If you have the choice, you should still use UTF-8
In fact, the Windows system's own programs have fully shifted to Unicode, and GBK is just a stopgap measure to cope with Chinese standards.
The text encoding of GBK is represented by double bytes, that is, both Chinese and English characters are represented by double bytes. However, in order to distinguish Chinese, the highest bit is set to 1.
As for UTF-8 encoding, it is a multi-byte encoding used to solve international characters. It uses 8 bits (that is, one byte) for English and 24 bits (three bytes) for Chinese. For forums with many English characters, UTF-8 is used to save space.
GBK contains all Chinese characters,
UTF-8 contains characters needed by all countries in the world.
GBK is a standard that is compatible with GB2312 after being expanded based on the national standard GB2312 (it seems that it is not a national standard yet)
UTF-8 encoded text can be displayed on various browsers in various countries that support the UTF8 character set.
For example, if it is UTF8 encoding, Chinese can also be displayed on foreigners' English IE without them needing to download IE's Chinese language support package.
Therefore, for forums with a lot of English, each character takes up 2 bytes when using GBK, but only takes up one byte when using UTF-8 English.
Please note: Although the UTF-8 version has good international compatibility, the Chinese version requires 50% more database storage space than the GBK/BIG5 version, so it is not recommended and can only be used by users with special requirements for international compatibility.
Simply put:
For forums with many Chinese characters, it is appropriate to use GBK encoding to save database space.
For forums with a lot of English, it is appropriate to use UTF-8 to save database space.
What are the differences between gbk and gb2312
First of all, everyone needs to understand what is gbk? What is gb2312? We need to know that they are all a kind of character encoding. Of course, there are many kinds of character encodings.
The character encoding can be understood like this:
What is stored in the computer are binary values of 0 and 1.
8 bits correspond to a byte, commonly expressed in hexadecimal.

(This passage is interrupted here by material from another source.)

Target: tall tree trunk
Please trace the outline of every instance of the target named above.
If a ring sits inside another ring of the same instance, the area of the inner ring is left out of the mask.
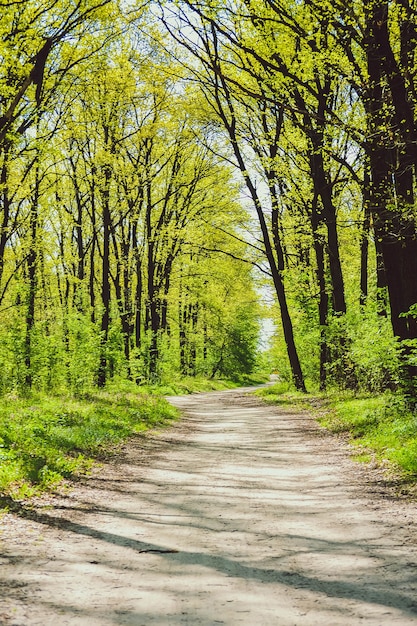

So what if we want to see the characters we want displayed on the computer instead of various numbers 0 and 1?
Here we need to make the computer convert the corresponding hexadecimal values it stores into corresponding characters, including characters in other languages such as English and Chinese, and then output them to the screen.
So encoding means defining a set of rules to specify which values correspond to which characters.
Then character encoding defines a set of rules that specifies which value among so many values stored in the computer corresponds to which letter is displayed on the computer screen.
To sum up, everyone should be able to understand that GBK and GB2312 are character encodings.
Let’s talk about their differences and similarities in detail below:
Similar points:
1. GBK and GB2312 are both 16-bit!
2. They are usually used within the meta tags of web pages.
Differences:
1. GBK character encoding supports Simplified Chinese and Traditional Chinese!
The full name of GBK is "Chinese Internal Code Expansion Specification" (GBK is the first letter of "National Standard" and "Extended" Chinese Pinyin, English name: Chinese Internal Code Specification), National Information Technology Standardization Technical Committee of the People's Republic of China, December 1, 1995 Formulated on December 15, 1995, the Standardization Department of the State Bureau of Technical Supervision and the Science and Technology and Quality Supervision Department of the Ministry of Electronic Industry jointly issued a letter of technical supervision on December 15, 1995. 229, defining it as a technical specification guidance document.
2. GB2312 only supports Simplified Chinese!
"Chinese Coded Character Set for Information Exchange" is a set of national standards published by the State Administration of Standards of China in 1980 and implemented on May 1, 1981. The standard number is GB 2312-1980.
The GB 2312 standard contains a total of 6763 Chinese characters, including 3755 first-level Chinese characters and 3008 second-level Chinese characters. At the same time, GB 2312 includes Latin letters, Greek letters, Japanese hiragana and katakana letters, and Russian Cyrillic letters. 682 full-width characters.
If your webpage is mainly for Chinese people who speak Chinese, it is very good to use GB2312 and GBK. The text storage volume should be small, which has some advantages. If your webpage is to be open to the world, and you use GB2312 and GBK as webpage encoding, some computer browsers do not have this encoding, and the Chinese character content of your webpage will become unrecognizable garbled characters.